The global medical device market is a lucrative one and, in the West at least, one which has grown mature. Naturally, then, Western manufacturers look to export their devices overseas and grow their presence internationally. Emerging markets are especially attractive because of their developing healthcare systems which provide new opportunities. But this is by no means an easy feat and intense pressure exists from a combination of factors including regulation, threats to intellectual property, and local competition from within these emerging markets which is becoming increasingly sophisticated. Multinationals and SMEs all face these issues to differing degrees, though many of the largest companies have the advantage of a local presence.

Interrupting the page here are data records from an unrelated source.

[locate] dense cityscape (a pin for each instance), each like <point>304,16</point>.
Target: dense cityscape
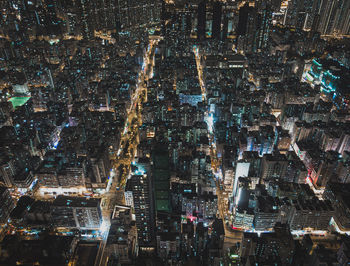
<point>174,132</point>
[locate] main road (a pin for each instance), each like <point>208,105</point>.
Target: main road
<point>231,236</point>
<point>128,139</point>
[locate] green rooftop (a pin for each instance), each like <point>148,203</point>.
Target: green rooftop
<point>18,101</point>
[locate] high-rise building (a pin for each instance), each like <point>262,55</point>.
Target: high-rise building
<point>141,186</point>
<point>161,177</point>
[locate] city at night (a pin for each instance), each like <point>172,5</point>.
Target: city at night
<point>175,132</point>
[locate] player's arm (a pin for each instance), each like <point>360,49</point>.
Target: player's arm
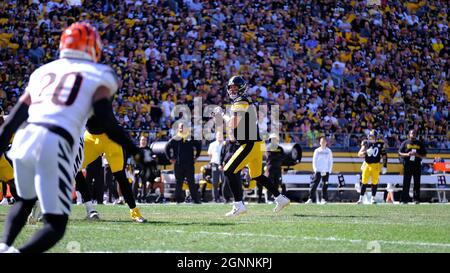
<point>167,150</point>
<point>104,113</point>
<point>238,110</point>
<point>198,148</point>
<point>422,152</point>
<point>363,151</point>
<point>401,151</point>
<point>315,161</point>
<point>330,162</point>
<point>384,157</point>
<point>18,115</point>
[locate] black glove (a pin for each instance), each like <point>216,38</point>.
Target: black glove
<point>139,157</point>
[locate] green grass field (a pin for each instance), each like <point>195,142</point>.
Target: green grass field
<point>298,228</point>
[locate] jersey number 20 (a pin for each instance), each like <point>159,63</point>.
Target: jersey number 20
<point>70,92</point>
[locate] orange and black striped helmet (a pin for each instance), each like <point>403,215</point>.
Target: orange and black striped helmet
<point>81,41</point>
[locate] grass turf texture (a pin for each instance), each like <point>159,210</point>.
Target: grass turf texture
<point>298,228</point>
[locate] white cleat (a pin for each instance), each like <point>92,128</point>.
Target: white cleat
<point>8,249</point>
<point>282,202</point>
<point>35,215</point>
<point>238,209</point>
<point>93,215</point>
<point>360,201</point>
<point>91,212</point>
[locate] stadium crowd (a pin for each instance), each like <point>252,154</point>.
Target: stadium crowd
<point>339,67</point>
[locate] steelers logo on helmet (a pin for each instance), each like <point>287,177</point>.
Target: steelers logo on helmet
<point>373,135</point>
<point>239,90</point>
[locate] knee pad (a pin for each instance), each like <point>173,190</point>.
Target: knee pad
<point>228,173</point>
<point>57,222</point>
<point>121,176</point>
<point>27,203</point>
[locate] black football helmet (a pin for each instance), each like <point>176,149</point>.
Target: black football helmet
<point>373,136</point>
<point>241,84</point>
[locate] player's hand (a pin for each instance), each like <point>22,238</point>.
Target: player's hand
<point>218,111</point>
<point>139,157</point>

While overseas markets represent an opportunity for further growth, there is a path paved with potential pitfalls and risk. The advice is: know your market. And that means really know it; don’t just think you know it. Pacific Bridge Medical, a U.S. based consultancy firm for international pharmaceutical and medical device companies interested in expanding into Asia, advises researching the needs of the local market and avoiding overly simplistic assumptions and conclusions. By doing this correctly, the most appropriate market can be selected and products can be designed and marketed accordingly. It also recommends careful research of potential distributors and securing the right regulatory expertise.
Beyond this, KPMG suggests in its 2015 report Collaboration – The future of innovation for the medical device industry that for medical device manufacturers to survive and gain competitive advantage: “companies need to embrace more inclusive innovation models, collaborate more frequently and with a broader range of partners, and pursue greater integration with suppliers, development partners and healthcare providers”. It goes on to warn against over-dependence on the established group of suppliers and also advises manufacturers to have the right internal competencies in place to cope with complex and evolving regulation. It can be a huge set of challenges to navigate, and this is not made any easier by the issue of cross-cultural communication.
Language service providers know that translations for the life sciences sector are demanding in terms of terminology and content, and therefore require a high level of expertise. There cannot be mistakes and clarity is imperative, as a matter of safety. But projects are not always technical and may span the corporate spectrum with everything from regulatory affairs and compliance to investor relations, marketing and communications.
To be effective, translations must be precise, but they must also be intelligent so that they engage the target audience when it’s needed. If all of this is delivered on time, as part of a seamless customer experience, manufacturers are able to communicate with overseas markets in a way that is consistent and professional. A partnership with an LSP that has the right mix of linguistic, technological and project management expertise is the kind of partnership that supports ambition and growth.